New York Attorney General Eric Schneiderman, who brought the fraud case against Trump U, issued a statement after today's news from the 9th Circuit.

After keeping a close eye on this case for a long while, I think it's a shame to see the case end -- because I've long believed this is one of the underappreciated controversies of Trump's recent career.

Indeed, as regular readers may recall, the upheld settlement agreement wasn't supposed to happen at all -- according to the president.

During the 2016 presidential race, Trump boasted during a debate, “This is a case I could have settled very easily, but I don’t settle cases very easily when I’m right.” After boasting that the Better Business Bureau gave Trump University an “A” rating – a claim that turned out to be a brazen lie – Trump added, “Again, I don’t settle cases. I don’t do it because that’s why I don’t get sued very often, because I don’t settle, unlike a lot of other people.” (The assertion that he doesn’t “get sued very often” also turned out to be a demonstrable falsehood.)

After the election Trump settled the case he said he’d never settle -- shortly before he was supposed to take the stand in his own fraud case.

And what a case it was. The Washington Post reported in 2015 about students sometimes “max[ing] out their credit cards to pay tens of thousands of dollars for insider knowledge they believed could make them wealthy.”

Never licensed as a school, Trump University was in reality a series of real estate workshops in hotel ballrooms around the country, not unlike many other for-profit self-help or motivational seminars. Though short-lived, it remains a thorn in Trump’s side nearly five years after its operations ceased: In three pending lawsuits, including one in which the New York attorney general is seeking $40 million in restitution, former students allege that the enterprise bilked them out of their money with misleading advertisements.Instead of a fast route to easy money, these Trump University students say they found generic seminars led by salesmen who pressured them to invest more cash in additional courses. The students say they didn’t learn Trump’s secrets and never received the one-on-one guidance they expected.

“He’s earned more in a day than most people do in a lifetime,” a 2009 ad, featuring Trump’s photograph, said. “He’s living a life many men and women only dream about. And now he’s ready to share – with Americans like you – the Trump process for investing in today’s once-in-a-lifetime real estate market.”

Trump’s attorneys insisted that aspiring investors learned valuable lessons with which most students were satisfied.
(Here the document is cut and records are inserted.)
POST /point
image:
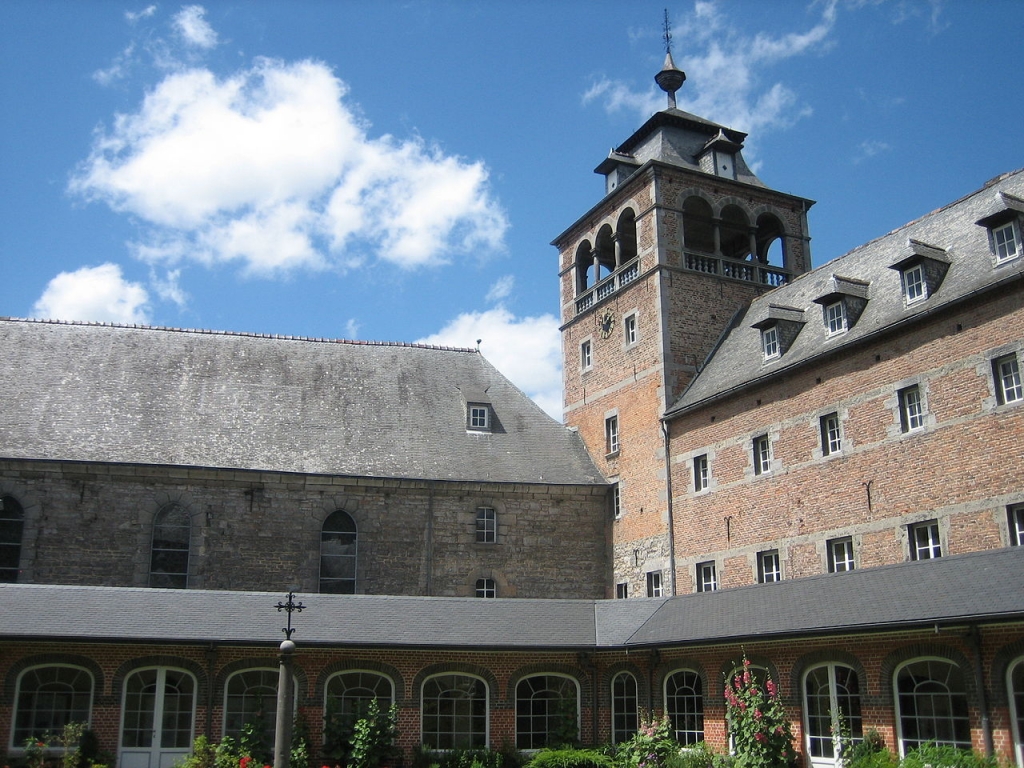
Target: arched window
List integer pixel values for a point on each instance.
(454, 713)
(48, 698)
(251, 699)
(684, 706)
(158, 717)
(345, 699)
(11, 529)
(1015, 683)
(547, 712)
(338, 549)
(931, 705)
(625, 707)
(169, 556)
(832, 697)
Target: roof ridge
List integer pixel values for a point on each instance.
(240, 334)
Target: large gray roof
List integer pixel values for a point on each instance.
(981, 587)
(90, 392)
(949, 236)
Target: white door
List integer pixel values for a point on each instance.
(158, 712)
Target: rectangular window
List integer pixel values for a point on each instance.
(841, 555)
(700, 474)
(653, 584)
(707, 577)
(630, 329)
(479, 417)
(925, 541)
(832, 440)
(762, 455)
(769, 342)
(914, 288)
(911, 410)
(769, 567)
(835, 318)
(611, 435)
(486, 525)
(1007, 373)
(1015, 516)
(1007, 242)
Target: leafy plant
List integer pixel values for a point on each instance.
(760, 729)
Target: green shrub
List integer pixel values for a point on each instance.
(570, 758)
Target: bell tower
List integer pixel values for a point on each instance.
(685, 236)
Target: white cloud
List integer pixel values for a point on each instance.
(502, 288)
(194, 29)
(271, 168)
(725, 68)
(97, 294)
(527, 350)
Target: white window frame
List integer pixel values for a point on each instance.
(914, 285)
(770, 346)
(925, 540)
(835, 314)
(611, 443)
(701, 473)
(911, 409)
(832, 434)
(1007, 242)
(769, 566)
(761, 446)
(841, 555)
(706, 577)
(1007, 373)
(654, 587)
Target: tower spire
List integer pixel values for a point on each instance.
(671, 78)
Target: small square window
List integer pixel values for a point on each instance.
(832, 439)
(762, 455)
(769, 566)
(479, 418)
(1015, 517)
(611, 435)
(1007, 242)
(486, 525)
(914, 287)
(769, 342)
(1007, 373)
(835, 318)
(701, 474)
(911, 409)
(707, 577)
(653, 584)
(841, 555)
(924, 539)
(630, 330)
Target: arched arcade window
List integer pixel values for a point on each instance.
(338, 552)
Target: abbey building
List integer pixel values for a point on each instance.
(821, 468)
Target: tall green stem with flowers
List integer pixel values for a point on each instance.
(760, 729)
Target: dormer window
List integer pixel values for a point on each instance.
(479, 417)
(1005, 227)
(836, 318)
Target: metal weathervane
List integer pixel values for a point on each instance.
(292, 607)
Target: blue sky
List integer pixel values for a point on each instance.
(395, 171)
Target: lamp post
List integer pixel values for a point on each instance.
(283, 734)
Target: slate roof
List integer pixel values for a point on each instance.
(90, 392)
(982, 587)
(949, 235)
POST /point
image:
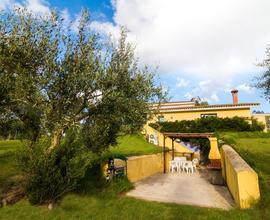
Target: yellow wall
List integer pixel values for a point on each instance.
(263, 119)
(143, 166)
(168, 142)
(191, 115)
(241, 179)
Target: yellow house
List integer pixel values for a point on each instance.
(190, 110)
(264, 118)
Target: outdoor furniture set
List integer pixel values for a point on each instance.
(180, 164)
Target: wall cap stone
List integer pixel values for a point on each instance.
(239, 164)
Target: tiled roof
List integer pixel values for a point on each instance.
(206, 107)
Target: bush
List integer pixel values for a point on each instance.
(49, 176)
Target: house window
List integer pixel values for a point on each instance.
(209, 115)
(161, 118)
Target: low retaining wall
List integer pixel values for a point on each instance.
(140, 167)
(241, 179)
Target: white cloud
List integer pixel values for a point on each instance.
(5, 4)
(180, 82)
(36, 6)
(206, 39)
(245, 88)
(208, 90)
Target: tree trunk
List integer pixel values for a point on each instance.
(56, 138)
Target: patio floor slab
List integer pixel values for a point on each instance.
(189, 189)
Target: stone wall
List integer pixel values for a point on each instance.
(241, 179)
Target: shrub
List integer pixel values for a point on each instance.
(49, 176)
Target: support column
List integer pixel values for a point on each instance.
(214, 154)
(164, 155)
(172, 148)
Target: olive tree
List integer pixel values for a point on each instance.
(263, 81)
(54, 78)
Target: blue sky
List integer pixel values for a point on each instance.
(202, 48)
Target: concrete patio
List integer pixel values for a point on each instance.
(190, 189)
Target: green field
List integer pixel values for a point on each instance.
(107, 202)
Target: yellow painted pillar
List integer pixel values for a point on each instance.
(214, 154)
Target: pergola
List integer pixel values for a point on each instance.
(214, 154)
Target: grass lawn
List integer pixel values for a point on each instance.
(134, 145)
(107, 202)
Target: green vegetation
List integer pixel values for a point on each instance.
(56, 81)
(97, 200)
(9, 172)
(133, 145)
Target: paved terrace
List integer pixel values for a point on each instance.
(189, 189)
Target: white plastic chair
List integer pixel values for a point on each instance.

But the Post’s article also highlighted a Texas man, Louie Liu, who said he paid “$1,495 for a three-day seminar, then felt lured into paying $24,995 for more classes, an online training program and a three-day in-person mentorship.”

He now believes that the Trump University program was a “scam.”

Another man, Bob Guillo, paid nearly $35,000 for the “Trump Gold Elite package,” which amounted to very little. “I really felt stupid that I was scammed by Trump,” Guillo said.

In fact, what I've long found important about this story are the parallels between the "school" and Trump's rise to political power: a group of Americans, looking for easy solutions and wowed by a celebrity making too-good-to-be-true promises, put their faith in an accused scam artist, only to learn that Donald Trump had no intention of delivering on outlandish pledges that never really made any sense.

Rank-and-file voters, however, do not have the option of filing a class-action lawsuit.